Rio Boa parte das crianças e adolescentes que vivem nas ruas da região metropolitana do Rio está nessa situação porque foi expulsa pelo tráfico de drogas de suas comunidades ou porque resolveu fugir da violência nas favelas. É o que indica um levantamento divulgado pela organização não-governamental Ibiss (Instituto Brasileiro de Inovações em Saúde Social). A ONG ouviu no ano passado 2.300 crianças de um total estimado de 12,5 mil que vivem nas ruas da região metropolitana do Rio.
A maior parte (27%) das crianças ouvidas pela ONG disse que estava nas ruas com medo de represálias do tráfico de drogas. O segundo motivo mais lembrado foi a violência nas favelas (24%). A condição socioeconômica apareceu entre os principais motivos na terceira colocação (17% dos casos).
A comparação com levantamentos de anos anteriores mostra que a violência foi substituindo a pobreza gradativamente nos últimos 30 anos como principal motivo citado pelas crianças que vivem ou trabalham nas ruas.
Segundo o Ibiss, nos anos 70 (não há um ano específico de referência para essa década), a pobreza foi citada por 48% das crianças como motivo para estarem nas ruas, enquanto a violência (nesse caso, apenas a violência doméstica) foi lembrada por 7%.
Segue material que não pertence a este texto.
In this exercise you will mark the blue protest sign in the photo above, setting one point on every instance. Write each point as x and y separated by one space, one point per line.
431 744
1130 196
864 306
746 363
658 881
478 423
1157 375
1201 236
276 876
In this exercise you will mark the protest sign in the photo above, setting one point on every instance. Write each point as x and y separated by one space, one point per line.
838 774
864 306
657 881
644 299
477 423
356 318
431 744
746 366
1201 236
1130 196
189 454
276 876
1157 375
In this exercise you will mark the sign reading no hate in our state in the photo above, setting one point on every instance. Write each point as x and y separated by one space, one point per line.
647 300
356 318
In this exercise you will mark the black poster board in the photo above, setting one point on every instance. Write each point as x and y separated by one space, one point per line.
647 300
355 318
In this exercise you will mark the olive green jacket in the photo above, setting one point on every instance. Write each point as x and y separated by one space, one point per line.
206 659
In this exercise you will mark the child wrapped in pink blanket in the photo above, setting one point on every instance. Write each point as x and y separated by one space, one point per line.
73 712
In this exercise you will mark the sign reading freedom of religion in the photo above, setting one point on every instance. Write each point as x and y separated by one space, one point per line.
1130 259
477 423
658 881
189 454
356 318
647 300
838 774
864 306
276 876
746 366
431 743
Nos levantamentos seguintes (1988, 1994, 1998 e 2002), a citação da pobreza como principal motivo foi diminuindo gradativamente, até chegar a 17% no ano passado. No mesmo período, a soma das respostas que indicavam algum tipo de violência do tráfico, nas favelas ou doméstica foi aumentando ano a ano até chegar a 66%.
A represália do tráfico de drogas foi o motivo que mais cresceu de 1998 para 2002 entre os citados por crianças e adolescentes ouvidos pelo instituto. Em 1998, apenas 4% disseram viver nas ruas porque foram obrigadas pelos traficantes. Em 2002, esse percentual chegou a 27%.
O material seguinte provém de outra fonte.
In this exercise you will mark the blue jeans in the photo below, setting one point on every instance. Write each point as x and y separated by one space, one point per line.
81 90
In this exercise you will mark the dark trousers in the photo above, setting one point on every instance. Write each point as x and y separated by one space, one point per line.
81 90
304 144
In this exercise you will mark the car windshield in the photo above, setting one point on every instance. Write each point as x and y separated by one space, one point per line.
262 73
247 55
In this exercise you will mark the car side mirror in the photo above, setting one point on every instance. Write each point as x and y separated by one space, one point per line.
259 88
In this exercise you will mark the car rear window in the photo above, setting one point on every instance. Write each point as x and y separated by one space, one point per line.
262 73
A comparação com anos anteriores mostra também uma tendência positiva de queda no número de crianças e adolescentes nas ruas. Em 1988, eram 30,4 mil. Esse número passou para 23,2 mil em 1994, para 21,1 mil em 1998 e para 12,5 mil no ano passado. O levantamento do ano passado mostra que somente 18,4% do total de 12,5 mil crianças e adolescentes nas ruas não têm mais nenhum vínculo com a família.
A maioria (54,4%) passa a maior parte do tempo na rua, mas ainda mantém algum contato com os familiares. O restante (27,2%) fica nas ruas para ganhar dinheiro com alguma atividade, mas passa a maior parte do tempo com a família.
O Ibiss é uma ONG fundada pelo holandês Nanko van Buuren e que atua há 12 anos na região metropolitana do Rio com populações de rua e de favelas.
Para realizar o levantamento, o Ibiss ouviu 2.300 crianças que passaram por um dos projetos do instituto na região metropolitana do Rio. Apesar do grande número de entrevistados, o trabalho não pode ser comparado a um censo ou a uma pesquisa de opinião porque o universo entrevistado não reflete, necessariamente, a totalidade de crianças e adolescentes que vivem nas ruas.